Mas Ricardo é feito de uma fibra diferente. Talvez seja da fibra das pranchas, que resistem à violência da ondulação. E nunca precisou de cadeira eléctrica. Durante estes 20 anos (que já passaram desde o acidente) andou sempre de cadeira manual. Só há três anos passou para a cadeira eléctrica porque comprou uma carrinha adaptada onde a cadeira entra (e serve de lugar para o condutor) e sai, tornando-o completamente autónomo. Mas voltemos atrás, para continuar a demonstrar por que razão a fibra deste homem é especial.
Desde os 13 anos que Ricardo tinha uma skate/surf shop em Alverca. Bom, não era propriamente uma loja, que nem seria legalmente possível por se tratar de um menor, mas era um canto na loja da mãe que ele geria, sozinho. Os pais não interferiam e ele fazia negócio. Ia fazer compras a grandes marcas sozinho e levava o cheque assinado pelos pais que tinham nele toda a confiança. Não se enganaram. Sempre soube fazer dinheiro do dinheiro, como no milagre da multiplicação (só que nunca foi milagre, mas sim jeito para o negócio e muito trabalho).
Depois do acidente, largou a loja e dedicou-se à compra e venda de acções. Não sabia nada sobre a Bolsa ou sobre mercados mas rapidamente aprendeu e garante que ganhou muito dinheiro. Quando apareceu a internet, meteu-se por aí com a facilidade com que sempre se meteu em tudo. Começou a desenvolver páginas para empresas (na altura os sites chamavam-se assim) e voltou a ter sucesso. "Aos 20 anos tinha a minha casa e vivia sozinho. O acidente não me impediu de nada. Era na minha casa que desenvolvia os sites."
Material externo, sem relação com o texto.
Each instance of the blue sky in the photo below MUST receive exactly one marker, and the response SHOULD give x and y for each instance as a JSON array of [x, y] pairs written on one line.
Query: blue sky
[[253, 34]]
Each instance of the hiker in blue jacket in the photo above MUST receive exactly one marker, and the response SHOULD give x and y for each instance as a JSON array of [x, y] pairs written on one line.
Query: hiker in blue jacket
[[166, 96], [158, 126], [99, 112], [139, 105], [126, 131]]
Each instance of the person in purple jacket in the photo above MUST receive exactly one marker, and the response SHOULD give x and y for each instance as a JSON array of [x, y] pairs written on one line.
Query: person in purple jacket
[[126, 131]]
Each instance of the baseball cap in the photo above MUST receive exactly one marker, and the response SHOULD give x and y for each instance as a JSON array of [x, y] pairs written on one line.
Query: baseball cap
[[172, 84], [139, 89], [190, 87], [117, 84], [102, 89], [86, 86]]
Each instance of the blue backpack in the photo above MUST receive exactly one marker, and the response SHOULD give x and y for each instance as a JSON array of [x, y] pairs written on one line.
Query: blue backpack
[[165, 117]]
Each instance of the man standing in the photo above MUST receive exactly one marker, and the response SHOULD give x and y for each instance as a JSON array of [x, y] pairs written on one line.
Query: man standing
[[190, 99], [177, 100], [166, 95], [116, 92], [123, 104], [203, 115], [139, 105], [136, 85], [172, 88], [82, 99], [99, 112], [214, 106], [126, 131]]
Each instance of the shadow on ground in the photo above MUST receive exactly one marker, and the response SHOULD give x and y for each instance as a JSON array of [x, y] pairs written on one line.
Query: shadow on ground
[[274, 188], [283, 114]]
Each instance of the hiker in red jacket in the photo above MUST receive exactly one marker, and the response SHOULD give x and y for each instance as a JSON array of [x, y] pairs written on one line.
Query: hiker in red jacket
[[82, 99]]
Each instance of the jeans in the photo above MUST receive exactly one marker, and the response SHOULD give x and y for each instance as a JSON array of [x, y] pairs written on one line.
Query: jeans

Fez o 12º ano e entrou no ISCTE. Mas, ao mesmo tempo, foi a uma entrevista na Microsoft e ficou logo lá a dar assistência técnica a clientes. Como tinha um emprego durante o dia na Microsoft e tinha a sua empresa a carborar nas horas que sobravam, não chegou a ir para a faculdade. Na Microsoft fez um projecto sobre novas formas de teletrabalho, que deu nas vistas: New ways of Working. O Bill Gates teve conhecimento do projecto e ganhou um prémio a nível europeu e vários prémios nos Estados Unidos.
Passado um ano, despediu-se da Microsoft, arranjou um escritório em Lisboa e chegou a ter 15 funcionários a trabalharem consigo, na construção de sites. Foi abrindo várias empresas dentro do mesmo ramo, vendeu uma delas ficando accionista e, em 2010, achou que as agências de publicidade precisavam de um grande apoio a nível digital e criou uma produtora chamada Digital Works (que abriu também um polo no Reino Unido).
Em 2007 Ricardo abriu também a Jump Master, uma empresa de investimentos imobiliários. "Aproveitei a crise e comprei apartamentos, prédios, escritórios. Uns vendia, outros ficavam." Continua a ter essa empresa e no ano passado vendeu a Digital Works (que teve durante 7 anos). "Estava farto de estar na mesma área. Vendi e pensei: e agora? Não quero ficar a viver dos rendimentos... Fui ler o meu ficheiro das ideias. Tenho um sócio noutra empresa de investimentos imobiliários e fomos almoçar. Considero-o como um filho mais velho. Estávamos a bater bolas e, às tantas, contei-lhe a minha ideia. Ele deu um pulo na cadeira: 'Vamos avançar! Sou teu sócio nessa!'"
A ideia era totalmente diferente de tudo o que já tinha feito: uma casa de... frangos assados. Mas uma casa de frangos diferente: bonita, moderna, com pinta. E com preocupações ambientais. Onde se pudesse comer mas que também tivesse serviço de entregas. Era preciso reinventar o mercado. Ricardo pôs-se em campo. Montou o Business Case e percebeu que podia ser rentável. "Fiz um documento extensíssimo. Queria acabar com os plásticos e com os alumínios... Não queria ter carvão, que é nocivo para a saúde. Era preciso reinventar as caixas, era preciso reinventar as grelhas. Comecei a definir que só me metia nisto se conseguisse dar a volta a tudo o que me parecia desactualizado e mau neste segmento. Fui ter com vários chefs para saber como ter um frango bom sem carvão e sem fumo, como ter bons molhos, e o Joe Best disse que queria entrar no projecto e ficou como consultor."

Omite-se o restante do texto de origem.